IEEE Trans Image Process. 2018 Oct 15. doi: 10.1109/TIP.2018.2876178. Online ahead of print.

Abstract

Recent research have shown the potential of using convolutional neural networks (CNNs) to accomplish single image dehazing. In this work, we take one step further to explore the possibility of exploiting a network to perform haze removal for videos. Unlike single image dehazing, video based approaches can take advantage of the abundant information that exists across neighboring frames. In this work, assuming that a scene point yields highly correlated transmission values between adjacent video frames, we develop a deep learning solution for video dehazing, where a CNN is trained end-to-end to learn how to accumulate information across frames for transmission estimation.

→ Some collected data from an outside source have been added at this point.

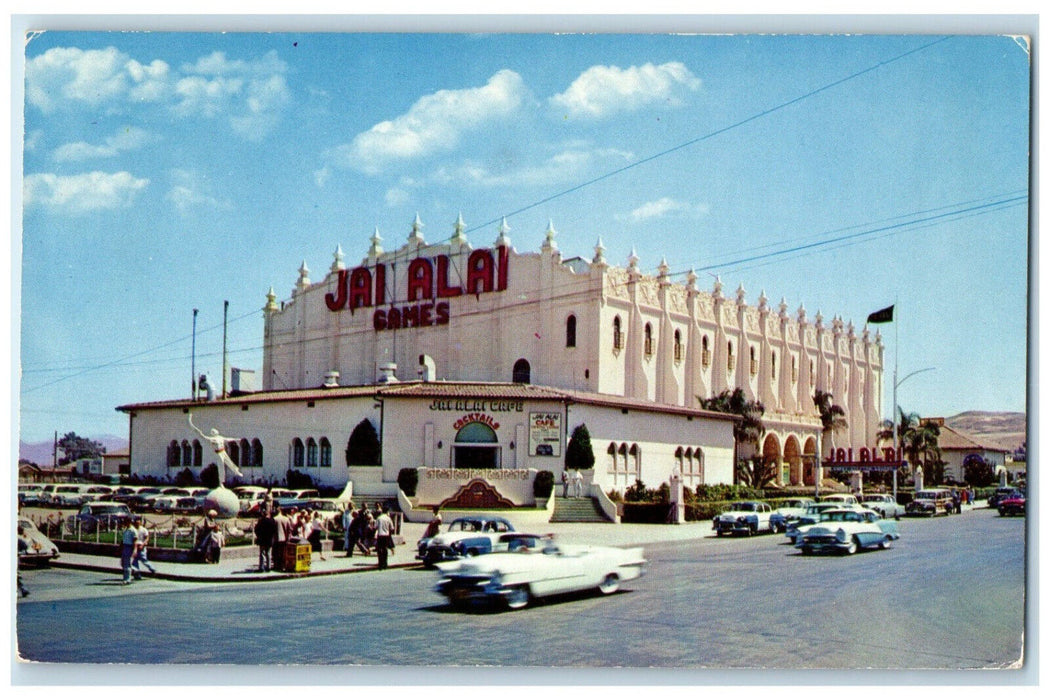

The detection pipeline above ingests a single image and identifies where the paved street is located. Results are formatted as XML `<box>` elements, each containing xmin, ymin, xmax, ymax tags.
<box><xmin>15</xmin><ymin>506</ymin><xmax>1026</xmax><ymax>678</ymax></box>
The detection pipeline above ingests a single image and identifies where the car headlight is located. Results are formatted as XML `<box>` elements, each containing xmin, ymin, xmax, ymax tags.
<box><xmin>489</xmin><ymin>571</ymin><xmax>502</xmax><ymax>586</ymax></box>
<box><xmin>836</xmin><ymin>528</ymin><xmax>848</xmax><ymax>543</ymax></box>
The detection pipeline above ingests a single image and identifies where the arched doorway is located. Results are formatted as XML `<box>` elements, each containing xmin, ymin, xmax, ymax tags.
<box><xmin>512</xmin><ymin>358</ymin><xmax>531</xmax><ymax>384</ymax></box>
<box><xmin>802</xmin><ymin>436</ymin><xmax>818</xmax><ymax>486</ymax></box>
<box><xmin>784</xmin><ymin>436</ymin><xmax>802</xmax><ymax>486</ymax></box>
<box><xmin>453</xmin><ymin>421</ymin><xmax>501</xmax><ymax>469</ymax></box>
<box><xmin>761</xmin><ymin>433</ymin><xmax>783</xmax><ymax>486</ymax></box>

The estimated transmission map is subsequently used to recover a haze-free frame via atmospheric scattering model. In addition, as the semantic information of a scene provides a strong prior for image restoration, we propose to incorporate global semantic priors as input to regularize the transmission maps so that the estimated maps can be smooth in the regions of the same object and only discontinuous across the boundaries of different objects. To train this network, we generate a dataset consisted of synthetic hazy and haze-free videos for supervision based on the NYU depth dataset. We show that the features learned from this dataset are capable of removing haze that arises in outdoor scenes in a wide range of videos. Extensive experiments demonstrate that the proposed algorithm performs favorably against the state-of-the-art methods on both synthetic and real-world videos.